NEW YORK (Reuters) – The amount of bonds carrying negative yields increased to an all-time peak of $13.2 trillion on Wednesday, up $1.6 trillion or 13.4% from a month earlier in the wake of a dramatic rally in bond markets around the world, J.P. Morgan said on Thursday.
The amount surpassed the previous record high set in July 2016 by $484 billion, J.P. Morgan analysts said.
Investors’ stampede into mainly sovereign bonds started a week ago when U.S. President Donald Trump vowed to slap a 10% tariff on $300 billion worth of Chinese imports in a bid to pressure Beijing to agree to a trade deal.
On Monday, China responded by letting its currency weaken to 7 yuan per dollar, a level not seen in a decade. Later that day, the U.S. Treasury labeled China as a currency manipulator.
The escalation of the trade conflict between the world’s biggest economies spurred bets central banks would take swift action to counter the trade risks to an already softening global economy.
Sixteen of the 21 developed countries J.P. Morgan tracks saw their government debt yields hit record lows over the past month, J.P. Morgan analysts said.
Most of the increase in negative-yielding bonds occurred in Europe.
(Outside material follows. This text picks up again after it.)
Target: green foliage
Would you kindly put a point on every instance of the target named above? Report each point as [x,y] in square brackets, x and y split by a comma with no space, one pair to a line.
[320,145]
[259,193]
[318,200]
German yields across all maturities, worth $1.2 trillion, have sunk into negative territory.
Negative-yielding euro zone government bonds grew by 15.6% to $5.2 trillion with an average 28 basis-point fall in yields, they said.
More euro zone corporate bonds also crossed into negative yield territory, bringing their total to $1.7 trillion.
Meanwhile, Japanese debt with yields below zero increased by 6.6% or $458 billion to $7.4 trillion on Wednesday, J.P. Morgan said.